# Snow Geese in ND



## Buckman09 (Oct 11, 2005)

Just wondering if anyone has been seeing some snow geese starting to fly into ND. I had a friend of mine that had seen 10 specklebellys tonight. Anyone else seen or heard of any in the state and where at in the state? Thanks :sniper:


----------



## bird crumpler (Mar 28, 2006)

Ya i was at sand lake last weeknd and there were geese going to nd fast !!!!!!!!!!! :beer: BUt there were a lot of geese leaving so ya they are going to nd


----------



## R&amp;B OUTFITTERS (Feb 25, 2004)

There must be snows in North Dakota, Because there are lots already in Saskatchewan. They started moving in first thing this morning , and have never quit. They are coming from North Dakota at least from the south.


----------



## buckseye (Dec 8, 2003)

I live about 40 miles from Canada and they have been going over most of the day, heading west north west. North of Minot should be good, lookout Darling!


----------



## Leo Porcello (Jul 10, 2003)

buckseye said:


> North of Minot should be good, lookout Darling!

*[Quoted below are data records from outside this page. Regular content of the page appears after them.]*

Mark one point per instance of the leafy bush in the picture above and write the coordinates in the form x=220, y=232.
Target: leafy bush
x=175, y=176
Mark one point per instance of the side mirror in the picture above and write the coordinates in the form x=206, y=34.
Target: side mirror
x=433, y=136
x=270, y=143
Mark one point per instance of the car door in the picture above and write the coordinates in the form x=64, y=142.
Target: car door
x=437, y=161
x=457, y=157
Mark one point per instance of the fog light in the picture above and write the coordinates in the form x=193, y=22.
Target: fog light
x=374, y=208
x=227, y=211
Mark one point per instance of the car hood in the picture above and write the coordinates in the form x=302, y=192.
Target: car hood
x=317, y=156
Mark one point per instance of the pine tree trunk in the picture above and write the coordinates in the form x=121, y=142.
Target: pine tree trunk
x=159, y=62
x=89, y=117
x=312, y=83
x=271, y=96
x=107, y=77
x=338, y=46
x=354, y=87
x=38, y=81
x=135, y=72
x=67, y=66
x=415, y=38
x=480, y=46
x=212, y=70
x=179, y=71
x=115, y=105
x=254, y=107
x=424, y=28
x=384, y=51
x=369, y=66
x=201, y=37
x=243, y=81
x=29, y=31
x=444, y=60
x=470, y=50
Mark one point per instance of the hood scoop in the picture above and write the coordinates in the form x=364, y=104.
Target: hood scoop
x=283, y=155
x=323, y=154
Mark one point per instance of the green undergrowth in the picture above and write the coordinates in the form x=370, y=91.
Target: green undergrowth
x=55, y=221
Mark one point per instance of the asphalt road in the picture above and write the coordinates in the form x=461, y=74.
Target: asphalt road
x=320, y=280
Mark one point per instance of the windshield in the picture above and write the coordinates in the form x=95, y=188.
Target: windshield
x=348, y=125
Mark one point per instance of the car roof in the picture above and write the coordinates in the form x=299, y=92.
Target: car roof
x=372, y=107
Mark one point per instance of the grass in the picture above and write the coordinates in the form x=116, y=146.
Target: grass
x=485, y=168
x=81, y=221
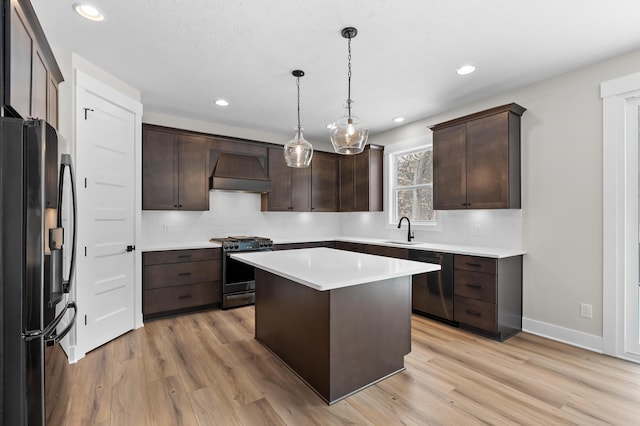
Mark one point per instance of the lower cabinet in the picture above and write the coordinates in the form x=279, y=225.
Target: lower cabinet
x=175, y=281
x=488, y=294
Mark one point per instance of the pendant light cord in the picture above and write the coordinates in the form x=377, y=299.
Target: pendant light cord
x=349, y=78
x=298, y=86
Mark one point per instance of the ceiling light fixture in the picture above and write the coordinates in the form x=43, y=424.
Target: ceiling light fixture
x=298, y=152
x=349, y=134
x=88, y=12
x=466, y=69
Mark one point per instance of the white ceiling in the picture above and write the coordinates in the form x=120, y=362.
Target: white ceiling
x=182, y=55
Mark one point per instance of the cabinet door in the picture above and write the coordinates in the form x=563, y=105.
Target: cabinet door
x=193, y=183
x=18, y=90
x=347, y=183
x=488, y=162
x=39, y=88
x=324, y=182
x=159, y=181
x=300, y=189
x=362, y=181
x=449, y=168
x=279, y=198
x=52, y=111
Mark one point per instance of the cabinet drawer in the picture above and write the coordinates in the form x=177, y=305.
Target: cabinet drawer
x=180, y=297
x=176, y=256
x=475, y=285
x=475, y=263
x=475, y=313
x=172, y=274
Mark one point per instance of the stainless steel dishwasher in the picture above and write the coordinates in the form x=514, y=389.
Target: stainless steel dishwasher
x=432, y=293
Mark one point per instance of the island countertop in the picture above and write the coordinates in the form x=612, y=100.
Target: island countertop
x=327, y=269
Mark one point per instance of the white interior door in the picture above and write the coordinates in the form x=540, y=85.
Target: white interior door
x=105, y=147
x=632, y=296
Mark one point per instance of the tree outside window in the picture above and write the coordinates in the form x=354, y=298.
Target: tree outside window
x=413, y=185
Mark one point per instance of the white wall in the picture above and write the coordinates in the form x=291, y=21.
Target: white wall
x=561, y=195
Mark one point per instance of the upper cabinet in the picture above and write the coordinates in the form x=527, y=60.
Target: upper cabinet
x=324, y=182
x=31, y=74
x=360, y=180
x=290, y=186
x=174, y=170
x=476, y=160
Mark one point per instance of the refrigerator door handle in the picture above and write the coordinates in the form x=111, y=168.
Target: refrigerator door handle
x=65, y=161
x=55, y=338
x=46, y=333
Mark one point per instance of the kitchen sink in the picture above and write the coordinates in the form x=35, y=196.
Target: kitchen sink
x=407, y=243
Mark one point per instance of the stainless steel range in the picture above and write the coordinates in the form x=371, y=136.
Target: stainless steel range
x=238, y=279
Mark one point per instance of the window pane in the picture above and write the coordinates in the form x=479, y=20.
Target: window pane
x=414, y=168
x=416, y=204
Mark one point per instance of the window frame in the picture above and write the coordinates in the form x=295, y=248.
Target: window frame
x=391, y=202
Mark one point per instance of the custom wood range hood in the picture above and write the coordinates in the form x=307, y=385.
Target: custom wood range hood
x=239, y=172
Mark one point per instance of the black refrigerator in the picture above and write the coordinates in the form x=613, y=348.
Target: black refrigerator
x=37, y=258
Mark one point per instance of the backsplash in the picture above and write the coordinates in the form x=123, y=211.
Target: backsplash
x=238, y=213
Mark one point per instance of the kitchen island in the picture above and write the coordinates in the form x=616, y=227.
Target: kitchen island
x=340, y=320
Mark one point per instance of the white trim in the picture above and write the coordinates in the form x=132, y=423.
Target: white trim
x=564, y=335
x=615, y=232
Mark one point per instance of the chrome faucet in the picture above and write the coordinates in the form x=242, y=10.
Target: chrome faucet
x=409, y=233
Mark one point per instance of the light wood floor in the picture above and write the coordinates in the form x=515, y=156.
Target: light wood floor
x=207, y=369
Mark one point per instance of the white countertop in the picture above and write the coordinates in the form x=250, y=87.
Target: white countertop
x=178, y=246
x=492, y=252
x=326, y=269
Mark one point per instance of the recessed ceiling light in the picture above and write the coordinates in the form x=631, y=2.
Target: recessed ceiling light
x=466, y=69
x=89, y=12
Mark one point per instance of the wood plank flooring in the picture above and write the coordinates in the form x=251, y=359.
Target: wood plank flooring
x=207, y=369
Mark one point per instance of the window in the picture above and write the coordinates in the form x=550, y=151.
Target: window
x=411, y=186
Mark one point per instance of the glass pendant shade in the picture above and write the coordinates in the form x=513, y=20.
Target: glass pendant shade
x=298, y=151
x=349, y=134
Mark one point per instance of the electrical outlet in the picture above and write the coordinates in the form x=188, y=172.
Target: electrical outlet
x=586, y=310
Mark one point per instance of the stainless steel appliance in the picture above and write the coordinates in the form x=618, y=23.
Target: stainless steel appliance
x=238, y=279
x=432, y=293
x=37, y=259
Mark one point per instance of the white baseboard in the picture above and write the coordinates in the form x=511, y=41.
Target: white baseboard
x=564, y=335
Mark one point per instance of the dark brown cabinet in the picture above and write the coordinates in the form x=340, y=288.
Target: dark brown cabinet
x=180, y=280
x=476, y=160
x=31, y=74
x=324, y=182
x=488, y=294
x=174, y=170
x=360, y=180
x=290, y=186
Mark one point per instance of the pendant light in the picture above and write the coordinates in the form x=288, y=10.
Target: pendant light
x=349, y=134
x=298, y=152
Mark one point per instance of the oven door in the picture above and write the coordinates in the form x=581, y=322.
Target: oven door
x=237, y=276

Just came in from there. One snow on the ground and nothing on the lake or anywhere else (snows). Plenty of canadas. However flock after flock high and heading north even as the sun was set. Going in the morning but not sure where. But anywhere is better than the couch.


----------



## buckseye (Dec 8, 2003)

yep with the tailwinds they have they won't stop now till they are tired.


----------



## goosebusters (Jan 12, 2006)

I think this basically sums up this topic 
http://www.nodakoutdoors.com/forums/album_page.php?pic_id=3951

And this isn't even half of the flock. I couldn't fit it in the shot.


----------



## KEN W (Feb 22, 2002)

Steady stream of snows going over in the fog this morning.All headed into Manitoba.


----------



## buckseye (Dec 8, 2003)

saw some ducks and a bunch of blackbirds too, spring has sprung


----------



## fargodawg (Sep 20, 2005)

saw a lot of SNows by Milnor today, I wont get down there to hunt, but good luck to you all, and yes they are in the fields


----------